I picked up a couple of the AHM/IHC Boeing LRV trolleys recently and want to install LED head/tail lights and a decoder.

Do you think if I went to a local hobby store and bought the decoder/LEDs, they would be willing to help me install the parts/do it for me for a fee? Or, do you know any places that do things like this? If not, how do I learn? There is so much information online but it's hard to weed through it since I don't know what works with what.

I would also want this decoder, because it turns on the tail lights when the train slows down, etc. O

http://www.youtube.com/watch?v=_JFfgLCXHqw
http://home.earthlink.net/~traxx/ <--- the decoder is listed on the top under "Bowser F-Line PCC Cars" but it says it's for trains that are "dcc ready"....? 

Any help would be appreciated. Thanks...


----------



## tankist (Jun 11, 2009)

LHS (local hoby store) might do that for extra charge. 
the procedure is not trivial but not really rocket science either. if you technically inclined, can follow documented directions and somewhat knowledgeable about electric wiring you should be ok.

in essence what you are doing is disconnecting the motor from trucks and connecting them via decoder which is a sort of middleware in between them, later the lights will connect directly to decoder. 

with that, make sure the piece of rolling stock you installing the decoder into is in top shape running condition. DCC does not solve poor running and often will only amplify the problem.


----------



## CircusFreakGritz (Oct 27, 2010)

tankist said:


> LHS (local hoby store) might do that for extra charge.
> the procedure is not trivial but not really rocket science either. if you technically inclined, can follow documented directions and somewhat knowledgeable about electric wiring you should be ok.
> 
> in essence what you are doing is disconnecting the motor from trucks and connecting them via decoder which is a sort of middleware in between them, later the lights will connect directly to decoder.
> ...


Ah, thanks for the response. Is it really that simple? I could buy any HO decoder and it should work?


----------



## shaygetz (Sep 23, 2007)

The biggest issue is..

1. Isolating the motor completely from the track. Easy enough to do so long as the frame isn't used as part of the mechanism.

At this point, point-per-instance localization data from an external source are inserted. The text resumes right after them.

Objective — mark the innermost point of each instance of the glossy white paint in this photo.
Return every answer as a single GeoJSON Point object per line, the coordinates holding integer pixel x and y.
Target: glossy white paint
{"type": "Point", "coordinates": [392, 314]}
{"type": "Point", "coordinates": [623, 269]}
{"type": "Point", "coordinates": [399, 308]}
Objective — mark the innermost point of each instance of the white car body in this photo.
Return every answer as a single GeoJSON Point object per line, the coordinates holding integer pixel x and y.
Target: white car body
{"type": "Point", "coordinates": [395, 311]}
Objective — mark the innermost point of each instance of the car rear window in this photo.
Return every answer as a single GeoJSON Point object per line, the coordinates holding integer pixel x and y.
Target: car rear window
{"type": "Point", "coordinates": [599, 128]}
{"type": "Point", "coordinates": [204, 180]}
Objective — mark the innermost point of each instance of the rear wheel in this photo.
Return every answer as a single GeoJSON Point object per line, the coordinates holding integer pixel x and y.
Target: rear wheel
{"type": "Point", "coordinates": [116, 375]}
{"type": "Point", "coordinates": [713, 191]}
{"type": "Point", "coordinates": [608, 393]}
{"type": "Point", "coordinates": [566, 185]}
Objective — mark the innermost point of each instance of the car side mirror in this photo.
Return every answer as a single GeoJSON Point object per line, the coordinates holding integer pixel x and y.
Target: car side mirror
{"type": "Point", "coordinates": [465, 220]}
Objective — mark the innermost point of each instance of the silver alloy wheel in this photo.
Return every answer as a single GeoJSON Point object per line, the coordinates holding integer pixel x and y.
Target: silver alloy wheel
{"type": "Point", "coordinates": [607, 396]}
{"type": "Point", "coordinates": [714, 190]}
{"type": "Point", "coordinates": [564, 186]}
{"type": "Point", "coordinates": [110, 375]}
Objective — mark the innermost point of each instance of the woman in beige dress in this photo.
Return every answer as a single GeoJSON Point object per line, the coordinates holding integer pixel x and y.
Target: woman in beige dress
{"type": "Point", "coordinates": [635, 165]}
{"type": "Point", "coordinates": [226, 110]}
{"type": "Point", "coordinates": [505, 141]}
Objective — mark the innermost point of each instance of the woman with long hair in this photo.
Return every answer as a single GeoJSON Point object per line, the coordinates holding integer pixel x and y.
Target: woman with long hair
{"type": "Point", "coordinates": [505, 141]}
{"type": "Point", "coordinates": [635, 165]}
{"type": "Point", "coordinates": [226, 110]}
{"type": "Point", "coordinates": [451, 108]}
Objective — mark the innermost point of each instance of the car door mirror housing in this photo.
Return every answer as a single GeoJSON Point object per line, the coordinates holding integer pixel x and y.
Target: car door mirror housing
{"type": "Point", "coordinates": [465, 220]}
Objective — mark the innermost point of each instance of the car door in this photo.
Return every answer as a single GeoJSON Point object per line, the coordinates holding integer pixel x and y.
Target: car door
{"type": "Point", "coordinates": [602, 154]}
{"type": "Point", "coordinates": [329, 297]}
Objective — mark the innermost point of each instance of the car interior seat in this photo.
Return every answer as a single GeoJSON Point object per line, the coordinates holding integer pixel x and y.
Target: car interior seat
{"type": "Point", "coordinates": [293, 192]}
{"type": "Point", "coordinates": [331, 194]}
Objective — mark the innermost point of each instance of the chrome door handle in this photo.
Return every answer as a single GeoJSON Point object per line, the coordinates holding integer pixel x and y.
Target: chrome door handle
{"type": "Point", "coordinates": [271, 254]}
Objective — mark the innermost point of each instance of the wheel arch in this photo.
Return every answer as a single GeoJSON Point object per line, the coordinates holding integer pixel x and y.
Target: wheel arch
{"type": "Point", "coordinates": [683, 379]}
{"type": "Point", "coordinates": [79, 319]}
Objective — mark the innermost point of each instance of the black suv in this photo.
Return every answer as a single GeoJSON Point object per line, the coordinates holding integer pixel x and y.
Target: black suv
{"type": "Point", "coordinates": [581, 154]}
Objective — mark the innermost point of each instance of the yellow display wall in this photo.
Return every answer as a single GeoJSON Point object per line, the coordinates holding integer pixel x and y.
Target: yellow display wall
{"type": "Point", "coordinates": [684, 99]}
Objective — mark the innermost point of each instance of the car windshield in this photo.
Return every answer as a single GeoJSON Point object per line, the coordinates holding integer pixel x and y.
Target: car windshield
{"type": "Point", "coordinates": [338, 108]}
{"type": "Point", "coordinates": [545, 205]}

2. Amps...old motors pull plenty of them. If there is any doubt, get a 1 amp + chip.


----------



## tankist (Jun 11, 2009)

shay, i havent really seen below 1 Amp decoders anymore



> Ah, thanks for the response. Is it really that simple? I could buy any HO decoder and it should work?


i said its not that hard. but there is abit to it still. do it wrong and you burn your decoder.


----------